The Permanent secretary in the Ministry of Information and Communication Technology, Postal and Courier Services, Engineer Sam Kundishora, said the ministry was working with private stakeholders and software developers to sensitise farmers on the values of using ICTs in the agricultural sector.
“What we’re doing as a ministry is that we’re demonstrating how ICTs interventions in the agriculture sector can help farmers improve food production. We’re working with private stakeholders and software developers to establish innovation platforms to sensitise farmers on the values of using ICTs in the agricultural sector.
“What I can also say is that solutions and models are there but what’s lacking is a coordinated approach with farmers for them to embrace ICTs so as to improve agricultural yields. What we want is to have a platform with farmers where we can talk to them and sensitise them on how they can take advantage of ICTs in order to improve food production in the country,” said Eng Kundishora.

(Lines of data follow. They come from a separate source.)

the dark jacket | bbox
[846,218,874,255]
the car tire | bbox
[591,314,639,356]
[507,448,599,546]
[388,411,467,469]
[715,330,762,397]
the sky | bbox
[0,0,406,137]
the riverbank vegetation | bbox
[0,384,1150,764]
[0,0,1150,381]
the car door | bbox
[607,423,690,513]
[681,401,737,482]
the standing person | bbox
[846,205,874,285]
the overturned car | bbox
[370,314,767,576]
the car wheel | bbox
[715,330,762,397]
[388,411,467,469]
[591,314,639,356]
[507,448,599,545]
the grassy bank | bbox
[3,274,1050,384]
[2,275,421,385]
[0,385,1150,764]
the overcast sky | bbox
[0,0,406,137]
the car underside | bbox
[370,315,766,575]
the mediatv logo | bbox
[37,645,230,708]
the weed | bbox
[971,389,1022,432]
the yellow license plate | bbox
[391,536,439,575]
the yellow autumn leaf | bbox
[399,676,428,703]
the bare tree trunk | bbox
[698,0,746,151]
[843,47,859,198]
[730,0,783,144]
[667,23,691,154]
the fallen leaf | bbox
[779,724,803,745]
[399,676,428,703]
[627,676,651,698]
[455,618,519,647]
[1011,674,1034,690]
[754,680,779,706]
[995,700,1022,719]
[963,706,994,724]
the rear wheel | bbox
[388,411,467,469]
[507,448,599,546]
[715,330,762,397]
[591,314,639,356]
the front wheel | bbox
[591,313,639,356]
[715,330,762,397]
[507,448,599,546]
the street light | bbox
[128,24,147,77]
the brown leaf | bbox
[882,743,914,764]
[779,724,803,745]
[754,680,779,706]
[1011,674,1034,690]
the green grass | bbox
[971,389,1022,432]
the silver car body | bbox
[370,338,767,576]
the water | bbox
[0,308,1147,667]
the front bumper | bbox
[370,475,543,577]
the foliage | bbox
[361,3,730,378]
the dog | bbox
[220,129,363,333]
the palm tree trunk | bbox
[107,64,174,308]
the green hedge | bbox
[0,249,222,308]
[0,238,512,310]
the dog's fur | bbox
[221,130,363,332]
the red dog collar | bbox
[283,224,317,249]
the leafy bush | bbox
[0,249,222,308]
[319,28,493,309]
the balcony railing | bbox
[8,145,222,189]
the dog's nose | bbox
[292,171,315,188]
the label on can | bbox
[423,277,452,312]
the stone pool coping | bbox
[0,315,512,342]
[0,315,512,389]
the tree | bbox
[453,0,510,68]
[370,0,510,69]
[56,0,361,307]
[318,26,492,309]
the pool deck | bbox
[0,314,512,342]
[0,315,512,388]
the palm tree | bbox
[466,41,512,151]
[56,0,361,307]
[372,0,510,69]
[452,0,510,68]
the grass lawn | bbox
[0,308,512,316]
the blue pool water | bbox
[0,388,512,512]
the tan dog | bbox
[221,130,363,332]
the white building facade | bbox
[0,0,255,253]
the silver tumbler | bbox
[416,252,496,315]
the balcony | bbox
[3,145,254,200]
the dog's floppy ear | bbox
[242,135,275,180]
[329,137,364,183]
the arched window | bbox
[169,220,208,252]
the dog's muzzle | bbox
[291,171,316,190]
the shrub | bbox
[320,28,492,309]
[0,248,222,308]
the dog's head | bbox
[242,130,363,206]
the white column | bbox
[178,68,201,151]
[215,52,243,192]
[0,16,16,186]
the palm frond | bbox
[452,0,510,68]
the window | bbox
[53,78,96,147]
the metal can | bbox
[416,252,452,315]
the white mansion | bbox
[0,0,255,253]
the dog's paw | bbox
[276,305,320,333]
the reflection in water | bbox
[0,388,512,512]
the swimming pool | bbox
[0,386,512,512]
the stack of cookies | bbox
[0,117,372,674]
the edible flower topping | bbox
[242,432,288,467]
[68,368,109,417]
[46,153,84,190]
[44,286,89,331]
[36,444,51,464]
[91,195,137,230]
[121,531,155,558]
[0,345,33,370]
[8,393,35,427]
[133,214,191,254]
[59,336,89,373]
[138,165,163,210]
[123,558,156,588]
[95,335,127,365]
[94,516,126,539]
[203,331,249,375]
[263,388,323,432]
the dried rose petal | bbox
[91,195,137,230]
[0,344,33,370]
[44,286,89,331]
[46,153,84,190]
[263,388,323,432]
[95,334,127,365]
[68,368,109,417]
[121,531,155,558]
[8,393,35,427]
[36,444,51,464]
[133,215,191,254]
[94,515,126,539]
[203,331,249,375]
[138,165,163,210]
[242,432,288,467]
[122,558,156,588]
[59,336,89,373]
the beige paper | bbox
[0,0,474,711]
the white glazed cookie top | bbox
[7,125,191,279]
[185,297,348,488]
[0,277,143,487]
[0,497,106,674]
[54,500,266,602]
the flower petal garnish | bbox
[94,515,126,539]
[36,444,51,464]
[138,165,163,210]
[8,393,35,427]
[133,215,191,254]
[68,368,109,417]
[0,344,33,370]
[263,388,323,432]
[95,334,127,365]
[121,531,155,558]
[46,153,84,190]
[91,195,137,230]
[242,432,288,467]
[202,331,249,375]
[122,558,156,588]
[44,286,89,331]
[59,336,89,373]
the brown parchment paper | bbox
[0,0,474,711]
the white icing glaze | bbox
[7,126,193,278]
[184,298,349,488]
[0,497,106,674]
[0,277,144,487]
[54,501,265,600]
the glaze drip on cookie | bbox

Eng Kundishora was clear that ICTs innovation can empower farmers by facilitating timely access to localised and personalised information for greater control of their production, risks and thus market their produce to identified market opportunities.
The excitement generated by the introduction of ICTs in other sectors such as education, health, financial services and trade is evidence enough that ICTs can be the solution to agricultural development in the country.
Allen Ncube, a farmer from Umguza area in Matabeleland North Province, said the unavailability of extension staff in their locality for consultation or advice was a drawback.
He believes only the implementation of ICTs can afford farmers easy access to information and tips on how to increase agricultural productivity.
“As farmers we aren’t getting timely crop and weather advisories, and the information about schemes and government programmes is hardly accessible to us. We believe the introduction of ICTs in the agricultural sector will help us avert potential losses by reacting quickly to weather and pest information being sent to us by the meteorological department.
“For example it might rain today, but not enough to allow us commencing sowing. With warning from the Meteorological Department and Ministry of Agriculture, Mechanisation and Irrigation Development we can make informed decisions on whether we should sow or wait”.
Ncube’s prayer is that farmers should be empowered with information and communication assets and services that can help them increase productivity and incomes as well as protect their food security.
Zimbabwe Farmers Union executive director, Paul Zacharia, said his organisation was also working on a number of ICT-enhanced programmes to address challenges in agriculture, including how to address the abundant information needs of farmers and make agriculture profitable for them.
“We’ve a number of programmes hinged on ICT to promote market information through interactive platforms. On these platforms farmers can identify their markets and would be updated with information to empower themselves in taking research to land, avail timely and adequate credit, seek and act on market intelligence reports and access market and negotiate prices.
“Instead of going to the bank they can also receive their payments on those very platforms. We’re doing all this as a measure to promote the use of ICTs in the agricultural sector. We’re also working with young farmers where we’re designing applications where these farmers can get information on weather patterns and how the market is reacting among other benefits,” he said.
It is vital to bear in mind that in designing ICTs-in-agriculture “interventions and access” refers not only to the physical proximity and accessibility of ICT infrastructure, tools, and services, but also to their affordability, use, and usage models that are appropriate for the local physical, environmental and cultural constraints.
More importantly, farmers should recognise that these new technologies do not automatically replace the more traditional forms of communication, knowledge sharing, and collective action that have evolved within a given community or region.